The structural and functional properties of the epithelial cells change throughout the length of the loop of Henle. The proximal portions have cells with prominent microvilli and permeable cell junctions that permit passage of fluid via aquaporin-1 channels. The distal sections of the loop of Henle consist of flat epithelia lacking microvilli and are devoid of aquaporin-1 channels; the thin ascending limb of the loop of Henle is impermeable to water and urea but transports other solutes, particularly chloride, and is important in assisting with the establishment of medullary concentration gradients.

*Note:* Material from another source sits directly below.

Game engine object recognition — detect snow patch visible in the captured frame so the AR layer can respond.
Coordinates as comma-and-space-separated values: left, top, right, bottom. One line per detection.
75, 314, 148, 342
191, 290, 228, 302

An abrupt transition occurs at the beginning of the thick ascending limb of the loop of Henle (TALH). The TALH is impermeable to water owing to a dense network of tight junctions. The TALH is the site of solute transport in an active, ATP-dependent manner, and these cells have dense localization of mitochondria and Na + /K + -ATPase at the basolateral membrane that generate chemical gradients for solute transport across the luminal surface. Compared with the proximal tubule, the TALH basolateral surface is larger than the luminal surface and accommodates a larger number of Na + /K + -ATPase pumps. , At the distal end of the TALH, the tubule courses back toward its originating glomerulus. Here, a small plaque of tall, narrow tubular epithelial cells, the macula densa , contacts the vascular pole and extraglomerular mesangial cells ( Fig 70.7 ). The primary function of the macula densa cells appears to be the detection of tubular chloride content and the regulation of glomerular filtration via activation of the renin-angiotensin system and additional vasoactive hormones.